Natif de Villeneuve-Loubet dans les Alpes-Maritimes (commune cadastrée à l’époque dans le département du Var, ça commence bien), ce précurseur des grands chefs cathodiques d’aujourd’hui voit sa carrière, démarrée à Nice, prendre un essor exceptionnel à la faveur de sa rencontre avec l’hôtelier César Ritz, son alter ego dans l’invention de l’hôtellerie-restauration de luxe moderne. Entre autres intuitions, le vénérable Auguste pressent que le succès de ses établissements passera par les femmes et décide, pour les séduire, de multiplier douceurs et mignardises sucrées dont les noms sont autant de clins d’œil pseudo féministes qui ne trompent personne (tout le monde le sait, on n’attrape pas les mouches avec du vinaigre, même balsamique). On connaît ainsi sa célèbre pêche Melba, hommage curviligne à la cantatrice homonyme, avec lequel ne saurait guère rivaliser que la fameuse pizza Sophia Loren (inspirée sans doute par L’or de Naples, film à sketches réalisé par Vittorio de Sica en 1954). On devrait donc aussi à Escoffier la crêpe Suzette ? Le cadre, l’Hôtel Savoy, Londres. L’année, 1890. Les protagonistes, le Prince de Galles, futur roi Edouard VII, son invitée du soir, Suzanne Reichenberg, sociétaire de la Comédie Française, et le Grand Marnier, liqueur que Ritz recommanda à son complice Escoffier, non sans l’avoir lui-même préalablement baptisée avec emphase lors de sa rencontre avec Louis-Alexandre Marnier-Lapostole dans sa distillerie familiale de Neauphle-le-Château : Grand Marnier, un grand nom pour une grande liqueur ! En jouant les Mad Men 60 ans avant l’heure, Ritz pouvait-il se douter que, trois quart de siècle plus tard, Rouholla Khomeiny, ayatollah exilé à deux pas de la distillerie, dirigerait la Révolution islamique iranienne, sans qu’il n’y ait là aucun lien de cause à effet (tout comme avec les crêpes d’ailleurs) ? L’alliance de beurre, de Grand Marnier, de sucre et de mandarines est à l’origine de la sauce qui immortalisera cette recette de crêpe et qu’Edouard VII aurait aussitôt dédicacée à sa convive Suzette (ce qui laisse entendre qu’ils étaient déjà intimes avant d’avoir consommé, mais l’histoire n’en dit pas plus).

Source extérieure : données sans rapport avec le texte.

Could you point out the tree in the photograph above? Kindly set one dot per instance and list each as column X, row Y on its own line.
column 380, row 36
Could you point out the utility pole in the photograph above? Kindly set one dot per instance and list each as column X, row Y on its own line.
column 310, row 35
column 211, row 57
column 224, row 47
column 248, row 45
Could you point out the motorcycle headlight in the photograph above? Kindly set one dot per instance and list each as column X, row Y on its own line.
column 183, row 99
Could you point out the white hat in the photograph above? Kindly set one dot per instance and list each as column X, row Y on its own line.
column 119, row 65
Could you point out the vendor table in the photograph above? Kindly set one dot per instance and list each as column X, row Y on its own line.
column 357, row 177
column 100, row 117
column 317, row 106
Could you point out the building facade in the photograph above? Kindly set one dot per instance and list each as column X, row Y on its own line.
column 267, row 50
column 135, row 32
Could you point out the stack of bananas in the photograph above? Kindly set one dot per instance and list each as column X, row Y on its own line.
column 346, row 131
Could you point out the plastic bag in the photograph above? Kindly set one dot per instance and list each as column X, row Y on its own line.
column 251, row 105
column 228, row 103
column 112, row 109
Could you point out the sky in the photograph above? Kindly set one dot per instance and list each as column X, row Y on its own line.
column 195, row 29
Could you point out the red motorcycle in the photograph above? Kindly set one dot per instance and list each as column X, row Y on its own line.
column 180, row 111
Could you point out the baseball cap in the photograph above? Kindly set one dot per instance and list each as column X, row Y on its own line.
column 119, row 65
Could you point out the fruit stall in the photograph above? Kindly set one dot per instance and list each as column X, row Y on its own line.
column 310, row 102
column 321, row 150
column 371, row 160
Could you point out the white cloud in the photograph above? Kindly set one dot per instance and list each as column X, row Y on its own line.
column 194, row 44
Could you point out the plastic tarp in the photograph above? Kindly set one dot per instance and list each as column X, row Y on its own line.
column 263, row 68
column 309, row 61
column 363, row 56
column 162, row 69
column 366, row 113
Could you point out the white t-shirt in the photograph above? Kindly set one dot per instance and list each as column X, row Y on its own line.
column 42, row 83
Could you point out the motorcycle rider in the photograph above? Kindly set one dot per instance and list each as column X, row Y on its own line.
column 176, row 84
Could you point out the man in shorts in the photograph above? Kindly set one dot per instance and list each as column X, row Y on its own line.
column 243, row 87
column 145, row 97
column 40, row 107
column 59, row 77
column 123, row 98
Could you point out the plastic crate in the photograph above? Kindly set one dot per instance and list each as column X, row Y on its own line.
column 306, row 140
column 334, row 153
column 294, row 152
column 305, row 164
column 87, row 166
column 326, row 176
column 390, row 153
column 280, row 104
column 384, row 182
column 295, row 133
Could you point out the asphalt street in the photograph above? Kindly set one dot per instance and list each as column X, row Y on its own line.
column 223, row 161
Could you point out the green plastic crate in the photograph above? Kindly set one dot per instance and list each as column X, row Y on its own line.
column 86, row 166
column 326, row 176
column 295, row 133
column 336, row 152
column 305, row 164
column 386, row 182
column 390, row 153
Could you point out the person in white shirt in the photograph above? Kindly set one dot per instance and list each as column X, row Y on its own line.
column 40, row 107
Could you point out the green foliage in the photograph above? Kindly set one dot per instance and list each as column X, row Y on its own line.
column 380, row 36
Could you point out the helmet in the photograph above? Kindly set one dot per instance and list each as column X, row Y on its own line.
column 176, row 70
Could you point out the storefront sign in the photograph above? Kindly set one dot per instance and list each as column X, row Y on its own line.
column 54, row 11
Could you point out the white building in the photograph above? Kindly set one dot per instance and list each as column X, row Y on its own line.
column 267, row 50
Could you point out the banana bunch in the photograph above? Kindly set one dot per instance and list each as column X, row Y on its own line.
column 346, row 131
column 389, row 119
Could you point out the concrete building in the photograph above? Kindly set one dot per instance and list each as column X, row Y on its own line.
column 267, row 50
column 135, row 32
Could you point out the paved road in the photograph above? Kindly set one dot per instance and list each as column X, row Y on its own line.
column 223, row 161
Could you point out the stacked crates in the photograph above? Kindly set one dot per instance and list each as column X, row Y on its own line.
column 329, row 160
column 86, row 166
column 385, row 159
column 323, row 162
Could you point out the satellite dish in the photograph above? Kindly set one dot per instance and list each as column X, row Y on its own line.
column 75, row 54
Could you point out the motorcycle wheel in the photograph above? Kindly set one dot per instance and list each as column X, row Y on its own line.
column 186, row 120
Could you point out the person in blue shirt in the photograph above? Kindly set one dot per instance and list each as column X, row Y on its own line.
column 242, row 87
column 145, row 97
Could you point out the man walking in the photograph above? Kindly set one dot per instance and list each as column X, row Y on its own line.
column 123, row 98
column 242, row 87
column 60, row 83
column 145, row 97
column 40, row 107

Version n°2. Restaurant Maire, Paris, angle Strasbourg – Saint Denis

Fin XIXe, cette table réputée du Tout Paris appartient à Louis-Auguste Paillard dont on raconte que la première adresse – Le Paillard, bien sûr – sise au numéro 2 de la Chaussée d’Antin aurait servi des crêpes Suzette dès 1891. Mais, un Auguste ne peut pas toujours en cacher un autre et la postérité ne saura attester de cette paternité. En attendant, devenu propriété de Messieurs Tabary et Mourier, aux côtés de Foyot au Luxembourg ou du Pavillon d’Armenonville au Bois de Boulogne, Maire réapparaît le 2 avril 1893 dans un encart publicitaire publié par l’édition européenne du New York Herald où l’on peut lire distinctement le nom de la recette. Ah. Quelques années plus tard, Léon Daudet, fils aîné du pittoresque conteur nîmois Alphonse et accessoirement antidreyfusard (pour manier l’euphémisme comme lui maniait la plume, totalisant 128 ouvrages pas tous indispensables), écrit en 1929 dans Paris vécu son souvenir ému du restaurant Maire et de ses crêpes Suzette, agrémentées selon ses mots de cette vieille eau de vie qui faisait bien dans le paysage et dont il abusa selon toute vraisemblance.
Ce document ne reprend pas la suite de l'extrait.